In a hard rain, much of the moisture runs off and is not soaked in for the trees. Snow would act more like a long drizzle. So how moisture falls does effect the plants and species that live somewhere.


Beachdump, please speak for yourself.  The only people that look foolish in today's world are those that deny that the planet is warming. 


But EC, regardless of the amount of precipitation that falls as snow, leading either to a deep or thin snowpack, longer periods of temperatures above freezing will melt that snowpack more quickly.

If you get 2 inches of snow, and the temperature is 20 degrees for weeks, that snow will stick around quite a bit longer, and provide a longer period of moisture for vegetation, than if you get 2 inches of snow and two days later the temperature is 35 degrees and rising fast.

If you look at Figure 8 in the study, the graphs clearly point out the impact rising temperatures have had on the park's snowpack.

Would it be nice if they had annual measurements of moisture that fell as both rain and snow in the study? Sure. But if the temperature trend is to more days above freezing, it doesn't really matter, does it?

Figure 8 shows the peak (greatest) snow water equivalent (regardless of date of occurrence), the length of snow season (days), and the number of days needed to melt the snowpack have all declined significantly (p < 0.05) at the Northeast Entrance since records began in 1966. In other words, there is less total snow, for fewer days each year, and it is melting faster. The “winter” at this location is roughly one month shorter than it was 45 years ago because of a progressively earlier spring (figure 8, bottom right). Analyses of all SNOTEL stations in and near Yellowstone with more than 30 years of available data are showing similar patterns at many locations.


periods of temperatures above freezing will melt that snowpack more quickly.

True, but is that a greater contributor or is less precipitation the major (predominant) contributor?  The tree rings don't know and this study doesn't even address the issue. 

it doesn't really matter, does it?

Yes it does.


Temperature increase globally will cause some parts of our globe to be wetter, some to be drier, some to be hotter, some parts to be colder. And is important to study to see how it may or may not effect you locally, nationally or globally. Human caused or not. 


I think everyone agrees the planet is warming, Gary. They just don't agree what we can do about it--or should do about it. In the words of the human ecologist Garrett Hardin, "We can never do merely one thing." All things are related, and all things have consequences. And even if we do the "right" thing there are no guarantees.

I miss the humility educators had in the 1970s when all of this was first being "studied." On one point, however, scientists seemed to agree. More people on the planet would not making solving its problems easier, no matter what the problem was.

So here we are--now deep into the "Grand Experiment" as to what Mother Earth can absorb. How much plastic? How much carbon? How much CO2? How much land scraped bare for cities and agriculture, when the land itself has always "known" something else? That Yellowstone cannot escape the consequences, either, should not surprise us at this late date.

Then what are we selling? A panacea? Those humorous wind turbines pictured on the top of Half Dome the other day?

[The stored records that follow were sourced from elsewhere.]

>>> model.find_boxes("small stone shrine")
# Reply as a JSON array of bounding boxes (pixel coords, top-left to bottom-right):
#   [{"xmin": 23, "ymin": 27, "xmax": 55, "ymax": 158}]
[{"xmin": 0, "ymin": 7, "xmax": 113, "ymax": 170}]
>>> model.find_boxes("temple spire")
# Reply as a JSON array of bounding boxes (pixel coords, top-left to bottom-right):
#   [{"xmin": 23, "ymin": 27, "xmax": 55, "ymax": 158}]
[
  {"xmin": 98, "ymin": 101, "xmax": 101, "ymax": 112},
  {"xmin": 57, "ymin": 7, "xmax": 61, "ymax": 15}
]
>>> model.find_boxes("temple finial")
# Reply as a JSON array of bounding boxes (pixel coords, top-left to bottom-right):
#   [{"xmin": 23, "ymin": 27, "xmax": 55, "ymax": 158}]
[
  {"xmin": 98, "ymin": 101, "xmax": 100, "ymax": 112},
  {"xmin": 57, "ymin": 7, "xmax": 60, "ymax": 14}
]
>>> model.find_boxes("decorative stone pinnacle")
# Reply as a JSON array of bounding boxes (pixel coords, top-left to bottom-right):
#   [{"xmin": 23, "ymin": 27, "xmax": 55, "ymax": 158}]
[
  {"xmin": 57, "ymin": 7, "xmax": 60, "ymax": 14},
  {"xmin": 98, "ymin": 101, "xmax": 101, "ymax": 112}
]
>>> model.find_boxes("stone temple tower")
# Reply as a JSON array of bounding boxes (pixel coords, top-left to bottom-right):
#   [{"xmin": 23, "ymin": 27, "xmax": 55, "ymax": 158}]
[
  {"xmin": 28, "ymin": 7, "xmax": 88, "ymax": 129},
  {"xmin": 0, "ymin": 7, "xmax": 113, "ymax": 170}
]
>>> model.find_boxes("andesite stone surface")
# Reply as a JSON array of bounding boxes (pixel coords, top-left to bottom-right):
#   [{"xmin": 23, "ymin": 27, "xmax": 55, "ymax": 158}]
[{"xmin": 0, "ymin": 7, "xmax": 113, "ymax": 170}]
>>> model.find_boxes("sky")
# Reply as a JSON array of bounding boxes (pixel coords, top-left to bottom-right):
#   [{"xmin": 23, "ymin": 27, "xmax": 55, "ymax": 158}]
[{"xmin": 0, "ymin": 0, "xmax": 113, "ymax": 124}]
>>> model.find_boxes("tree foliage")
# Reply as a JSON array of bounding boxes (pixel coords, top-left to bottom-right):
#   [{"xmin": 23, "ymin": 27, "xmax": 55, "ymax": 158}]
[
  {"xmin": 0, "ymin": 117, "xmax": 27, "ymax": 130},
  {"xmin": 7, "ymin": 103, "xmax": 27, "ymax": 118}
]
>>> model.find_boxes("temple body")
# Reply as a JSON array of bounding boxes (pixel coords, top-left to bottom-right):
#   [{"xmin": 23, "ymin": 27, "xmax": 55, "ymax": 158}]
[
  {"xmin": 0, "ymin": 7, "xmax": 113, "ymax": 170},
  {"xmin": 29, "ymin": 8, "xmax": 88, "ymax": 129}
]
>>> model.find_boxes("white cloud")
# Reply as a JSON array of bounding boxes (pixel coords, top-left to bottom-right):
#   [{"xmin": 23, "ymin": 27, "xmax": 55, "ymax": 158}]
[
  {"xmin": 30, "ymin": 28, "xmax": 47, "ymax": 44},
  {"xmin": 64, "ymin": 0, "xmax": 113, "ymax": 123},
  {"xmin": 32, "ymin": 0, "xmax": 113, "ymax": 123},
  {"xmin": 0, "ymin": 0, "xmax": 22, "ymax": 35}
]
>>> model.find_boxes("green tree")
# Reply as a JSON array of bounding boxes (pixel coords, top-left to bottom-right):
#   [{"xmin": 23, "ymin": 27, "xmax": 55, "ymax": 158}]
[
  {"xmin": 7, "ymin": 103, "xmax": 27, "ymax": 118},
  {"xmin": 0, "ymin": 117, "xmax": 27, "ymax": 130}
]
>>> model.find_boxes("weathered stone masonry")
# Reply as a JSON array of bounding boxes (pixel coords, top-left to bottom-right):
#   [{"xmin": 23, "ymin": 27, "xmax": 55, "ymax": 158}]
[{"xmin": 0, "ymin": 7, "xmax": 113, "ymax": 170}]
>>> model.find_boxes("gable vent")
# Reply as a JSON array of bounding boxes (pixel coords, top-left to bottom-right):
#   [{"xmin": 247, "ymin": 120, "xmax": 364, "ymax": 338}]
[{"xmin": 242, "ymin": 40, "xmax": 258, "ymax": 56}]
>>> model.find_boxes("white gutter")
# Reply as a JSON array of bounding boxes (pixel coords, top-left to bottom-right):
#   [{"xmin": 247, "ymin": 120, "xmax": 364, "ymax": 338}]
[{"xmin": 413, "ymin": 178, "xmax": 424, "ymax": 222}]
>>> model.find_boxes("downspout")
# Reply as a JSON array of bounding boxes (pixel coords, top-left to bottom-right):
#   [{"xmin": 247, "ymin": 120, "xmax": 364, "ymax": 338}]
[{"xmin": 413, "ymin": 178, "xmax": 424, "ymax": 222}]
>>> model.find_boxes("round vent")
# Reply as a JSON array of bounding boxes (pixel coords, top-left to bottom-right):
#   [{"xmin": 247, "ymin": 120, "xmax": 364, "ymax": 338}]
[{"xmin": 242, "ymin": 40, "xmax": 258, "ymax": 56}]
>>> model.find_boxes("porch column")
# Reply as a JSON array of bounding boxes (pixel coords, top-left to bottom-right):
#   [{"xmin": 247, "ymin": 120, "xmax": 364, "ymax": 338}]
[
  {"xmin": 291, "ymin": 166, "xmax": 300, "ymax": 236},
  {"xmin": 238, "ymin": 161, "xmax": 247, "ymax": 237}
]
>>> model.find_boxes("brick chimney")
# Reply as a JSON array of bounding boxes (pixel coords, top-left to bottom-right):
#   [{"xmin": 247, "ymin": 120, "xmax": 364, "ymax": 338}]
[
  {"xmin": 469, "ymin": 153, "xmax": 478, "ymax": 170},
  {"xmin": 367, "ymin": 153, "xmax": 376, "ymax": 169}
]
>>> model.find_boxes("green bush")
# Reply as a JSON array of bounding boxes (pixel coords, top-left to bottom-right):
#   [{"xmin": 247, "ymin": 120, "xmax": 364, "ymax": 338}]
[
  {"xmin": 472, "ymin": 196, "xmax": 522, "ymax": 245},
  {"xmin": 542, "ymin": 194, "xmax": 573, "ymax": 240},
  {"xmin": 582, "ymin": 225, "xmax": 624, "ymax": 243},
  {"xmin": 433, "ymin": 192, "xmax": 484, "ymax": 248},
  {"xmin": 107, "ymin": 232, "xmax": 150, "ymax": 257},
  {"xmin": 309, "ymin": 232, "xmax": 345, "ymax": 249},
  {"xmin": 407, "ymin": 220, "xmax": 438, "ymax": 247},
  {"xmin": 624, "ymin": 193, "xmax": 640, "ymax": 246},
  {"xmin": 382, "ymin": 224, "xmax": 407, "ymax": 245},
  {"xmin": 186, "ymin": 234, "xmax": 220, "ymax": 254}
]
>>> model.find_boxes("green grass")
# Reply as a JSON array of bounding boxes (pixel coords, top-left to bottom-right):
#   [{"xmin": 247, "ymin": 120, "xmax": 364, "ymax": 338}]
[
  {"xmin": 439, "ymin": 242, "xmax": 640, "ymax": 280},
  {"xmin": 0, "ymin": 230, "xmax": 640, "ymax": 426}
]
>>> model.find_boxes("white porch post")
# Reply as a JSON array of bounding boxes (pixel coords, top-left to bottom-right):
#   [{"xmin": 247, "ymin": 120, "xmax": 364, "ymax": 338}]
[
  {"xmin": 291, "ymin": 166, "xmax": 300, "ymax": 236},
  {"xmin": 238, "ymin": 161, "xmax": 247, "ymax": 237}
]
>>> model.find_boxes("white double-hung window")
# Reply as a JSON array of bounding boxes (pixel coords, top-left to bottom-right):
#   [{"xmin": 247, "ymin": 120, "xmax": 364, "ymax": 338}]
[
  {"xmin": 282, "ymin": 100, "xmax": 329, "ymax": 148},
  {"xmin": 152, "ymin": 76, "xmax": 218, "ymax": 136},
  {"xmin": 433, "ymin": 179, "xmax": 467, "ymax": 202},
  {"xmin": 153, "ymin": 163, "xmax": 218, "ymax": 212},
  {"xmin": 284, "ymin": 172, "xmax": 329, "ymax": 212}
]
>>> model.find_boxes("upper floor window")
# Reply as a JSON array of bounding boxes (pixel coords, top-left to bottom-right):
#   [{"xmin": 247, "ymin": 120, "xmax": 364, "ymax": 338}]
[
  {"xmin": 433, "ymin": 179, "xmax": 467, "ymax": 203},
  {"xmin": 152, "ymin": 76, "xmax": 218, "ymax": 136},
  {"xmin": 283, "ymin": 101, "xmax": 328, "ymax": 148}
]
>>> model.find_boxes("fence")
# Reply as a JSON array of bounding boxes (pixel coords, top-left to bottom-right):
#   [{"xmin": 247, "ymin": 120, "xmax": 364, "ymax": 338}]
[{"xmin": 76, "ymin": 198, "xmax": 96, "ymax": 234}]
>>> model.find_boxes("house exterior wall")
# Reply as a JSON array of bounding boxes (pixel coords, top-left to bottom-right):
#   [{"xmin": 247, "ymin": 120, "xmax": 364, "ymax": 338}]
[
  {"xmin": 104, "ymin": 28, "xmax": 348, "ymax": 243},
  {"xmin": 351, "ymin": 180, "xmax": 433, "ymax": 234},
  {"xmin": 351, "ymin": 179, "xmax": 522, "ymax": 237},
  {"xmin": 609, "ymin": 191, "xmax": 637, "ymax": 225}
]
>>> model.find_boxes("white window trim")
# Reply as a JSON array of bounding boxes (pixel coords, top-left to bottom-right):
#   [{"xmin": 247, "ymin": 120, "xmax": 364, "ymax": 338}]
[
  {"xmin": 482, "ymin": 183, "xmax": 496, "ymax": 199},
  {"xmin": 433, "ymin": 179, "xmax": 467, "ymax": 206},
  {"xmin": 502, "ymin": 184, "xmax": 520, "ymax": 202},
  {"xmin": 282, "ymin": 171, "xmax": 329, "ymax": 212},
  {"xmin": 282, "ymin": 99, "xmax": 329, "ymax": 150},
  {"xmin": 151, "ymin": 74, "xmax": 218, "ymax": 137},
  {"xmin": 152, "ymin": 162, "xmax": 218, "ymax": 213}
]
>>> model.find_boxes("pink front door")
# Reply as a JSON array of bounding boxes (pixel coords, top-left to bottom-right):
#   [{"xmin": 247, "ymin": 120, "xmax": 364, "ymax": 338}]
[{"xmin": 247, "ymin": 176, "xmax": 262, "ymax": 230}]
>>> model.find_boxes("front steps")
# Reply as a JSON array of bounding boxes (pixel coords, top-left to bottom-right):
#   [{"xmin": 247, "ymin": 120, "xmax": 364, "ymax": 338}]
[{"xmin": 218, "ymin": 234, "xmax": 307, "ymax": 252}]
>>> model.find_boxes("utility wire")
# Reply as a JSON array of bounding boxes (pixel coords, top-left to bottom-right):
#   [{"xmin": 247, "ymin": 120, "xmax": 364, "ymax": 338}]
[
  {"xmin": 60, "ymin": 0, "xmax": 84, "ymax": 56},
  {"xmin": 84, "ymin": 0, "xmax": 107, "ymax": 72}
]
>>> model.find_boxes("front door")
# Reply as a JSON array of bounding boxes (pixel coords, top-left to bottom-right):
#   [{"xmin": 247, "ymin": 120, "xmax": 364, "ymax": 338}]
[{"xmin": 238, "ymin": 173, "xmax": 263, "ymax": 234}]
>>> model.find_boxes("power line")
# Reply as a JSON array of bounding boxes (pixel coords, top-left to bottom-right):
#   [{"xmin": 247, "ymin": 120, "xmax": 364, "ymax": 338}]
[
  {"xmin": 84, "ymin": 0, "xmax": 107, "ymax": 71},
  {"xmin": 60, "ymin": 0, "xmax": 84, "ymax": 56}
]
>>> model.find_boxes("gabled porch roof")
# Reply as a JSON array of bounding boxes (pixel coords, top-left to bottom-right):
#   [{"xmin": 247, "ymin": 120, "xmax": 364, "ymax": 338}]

None of it is going to work the way we want it to work, because we can never do merely one thing.

The only certainty is that someone will get rich making the sale. I say we should be selling birth control, but then, I believed the first book I read on the issue way back in 1968.


And is important to study to see how it may or may not effect you locally, nationally or globally. Human caused or not.

 

I agree 100% with that David. Someone made that point earlier in a guest article and was aggressively attacked.